Entrando nel dettaglio dei reati, si scopre che la graduatoria resta pressoché invariata. A Pescara ci sono più furti d’auto che nel resto d’Abruzzo (195,1 ogni 100 mila abitanti contro le 154,9 di Chieti, le 80 di Teramo e le 46,4 dell’Aquila). Stessa cosa per i furti con destrezza: 144 Pescara, 103 Teramo, 60 Chieti e 54 L’Aquila, sempre su centomila abitanti. Per quanto riguarda i furti in abitazione, la provincia di Teramo “primeggia” in regione con 317,2 denunce ogni 100 mila abitanti, seguita da quella di Pescara con 309,4, Chieti con 297,8 e infine sempre L’Aquila con 261. L’emergenza vera riguarda i reati commessi ai danni di esercizi commerciali. In questo particolare ambito Pescara ha dati da “primato” a livello nazionale, posizionandosi all’ottavo posto assoluto con un indice di 252,7 denunce ogni centomila abitanti. Le altre province sono più staccate: Teramo 135,5, Chieti 130, L’Aquila appena 88,4. Infine gli scippi: anche in questo caso Pescara guida la graduatoria con 18,98 ogni 100 mila abitanti, seguita da Chieti con 12,59, Teramo con 10 e L’Aquila con 5,3.
Per quanto concerne la macroarea dei furti, a Pescara si sono registrate 3.160 denunce su 100 mila abitanti: la città adriatica si posiziona praticamente nel mezzo della graduatoria nazionale. Seguono Teramo con 2.319, Chieti con 2.145 e L’Aquila con 1.478.

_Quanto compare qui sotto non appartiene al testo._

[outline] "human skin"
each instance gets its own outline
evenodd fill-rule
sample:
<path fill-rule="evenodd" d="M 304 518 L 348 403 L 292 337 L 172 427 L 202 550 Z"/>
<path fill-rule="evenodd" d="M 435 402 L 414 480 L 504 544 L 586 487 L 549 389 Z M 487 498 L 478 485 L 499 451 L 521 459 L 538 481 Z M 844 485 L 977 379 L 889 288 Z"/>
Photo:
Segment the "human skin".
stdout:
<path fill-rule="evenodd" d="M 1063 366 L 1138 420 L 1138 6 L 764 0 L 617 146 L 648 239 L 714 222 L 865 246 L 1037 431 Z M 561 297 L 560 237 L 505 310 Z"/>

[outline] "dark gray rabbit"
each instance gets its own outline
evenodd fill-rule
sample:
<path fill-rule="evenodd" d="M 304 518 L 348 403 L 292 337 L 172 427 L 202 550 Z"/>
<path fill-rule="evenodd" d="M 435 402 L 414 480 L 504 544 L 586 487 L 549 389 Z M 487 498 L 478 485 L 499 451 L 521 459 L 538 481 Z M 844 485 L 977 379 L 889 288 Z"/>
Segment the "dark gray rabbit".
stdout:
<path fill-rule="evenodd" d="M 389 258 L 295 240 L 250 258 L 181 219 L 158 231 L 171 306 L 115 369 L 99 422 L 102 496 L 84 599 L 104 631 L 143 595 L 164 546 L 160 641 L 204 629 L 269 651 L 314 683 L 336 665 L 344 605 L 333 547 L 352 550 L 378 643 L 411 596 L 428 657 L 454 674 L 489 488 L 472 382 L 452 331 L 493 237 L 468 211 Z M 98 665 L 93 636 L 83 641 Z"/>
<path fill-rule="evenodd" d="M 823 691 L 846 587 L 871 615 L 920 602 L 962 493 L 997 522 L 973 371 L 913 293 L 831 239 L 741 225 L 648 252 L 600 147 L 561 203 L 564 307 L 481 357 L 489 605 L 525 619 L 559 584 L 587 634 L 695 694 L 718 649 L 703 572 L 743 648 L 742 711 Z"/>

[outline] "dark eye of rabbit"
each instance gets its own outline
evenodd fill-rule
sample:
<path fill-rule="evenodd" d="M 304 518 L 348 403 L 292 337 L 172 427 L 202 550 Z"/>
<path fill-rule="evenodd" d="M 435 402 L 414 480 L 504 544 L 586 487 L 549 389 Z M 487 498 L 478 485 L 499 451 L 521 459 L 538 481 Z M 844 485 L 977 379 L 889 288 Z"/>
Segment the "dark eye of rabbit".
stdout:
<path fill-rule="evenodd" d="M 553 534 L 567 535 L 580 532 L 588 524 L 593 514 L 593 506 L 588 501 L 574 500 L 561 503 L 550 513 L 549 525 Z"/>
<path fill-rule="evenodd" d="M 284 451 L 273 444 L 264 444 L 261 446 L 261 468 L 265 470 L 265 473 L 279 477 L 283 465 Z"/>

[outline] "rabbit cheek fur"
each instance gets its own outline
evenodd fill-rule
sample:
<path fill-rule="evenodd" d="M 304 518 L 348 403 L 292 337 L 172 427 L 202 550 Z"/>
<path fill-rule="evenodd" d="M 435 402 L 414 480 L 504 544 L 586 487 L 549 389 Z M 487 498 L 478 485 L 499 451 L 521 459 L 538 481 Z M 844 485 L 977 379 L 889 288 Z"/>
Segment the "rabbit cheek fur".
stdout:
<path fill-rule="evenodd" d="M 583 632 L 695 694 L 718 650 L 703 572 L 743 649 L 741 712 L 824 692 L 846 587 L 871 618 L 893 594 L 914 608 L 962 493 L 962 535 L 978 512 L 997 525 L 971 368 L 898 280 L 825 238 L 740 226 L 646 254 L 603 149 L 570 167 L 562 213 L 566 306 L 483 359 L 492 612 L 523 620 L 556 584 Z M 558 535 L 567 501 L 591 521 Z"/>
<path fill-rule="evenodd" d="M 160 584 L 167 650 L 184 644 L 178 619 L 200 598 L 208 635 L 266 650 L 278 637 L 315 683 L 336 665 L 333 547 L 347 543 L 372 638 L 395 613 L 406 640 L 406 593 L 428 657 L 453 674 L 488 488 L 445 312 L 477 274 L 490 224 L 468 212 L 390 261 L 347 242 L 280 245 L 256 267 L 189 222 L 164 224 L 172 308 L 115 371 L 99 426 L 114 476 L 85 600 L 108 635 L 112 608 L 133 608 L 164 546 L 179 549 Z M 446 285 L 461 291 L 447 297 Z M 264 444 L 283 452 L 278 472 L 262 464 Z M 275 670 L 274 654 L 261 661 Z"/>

Ovviamente l’Abruzzo non compare nella graduatoria che riguarda l’associazione mafiosa, mentre L’Aquila è la città della regione dove si registra la maggiore concentrazione di associazioni per delinquere: 1,656 per 100 mila abitanti, rispetto alle 0,9 di Pescara e alle 0,5 di Chieti. Allarme estorsioni a Pescara: 19,30 per centomila abitanti, nella fascia “arancio” a livello italiano; seguono L’Aquila con 15,57, Chieti con 13,10 e Teramo con 8,39. Non ci sono particolari criticità su omicidi, tentati omicidi e infanticidi (Pescara 3,73 Pescara, 2,65 L’Aquila, 2,58 Teramo e 2,57 Chieti). Stesso ragionamento vale per le rapine, ambito in cui la regione è nei bassifondi a livello nazionale. Infine le truffe e le frodi informatiche: Pescara è addirittura la provincia peggiore in Italia, con 288,5 denunce ogni centomila abitanti, una vera emergenza.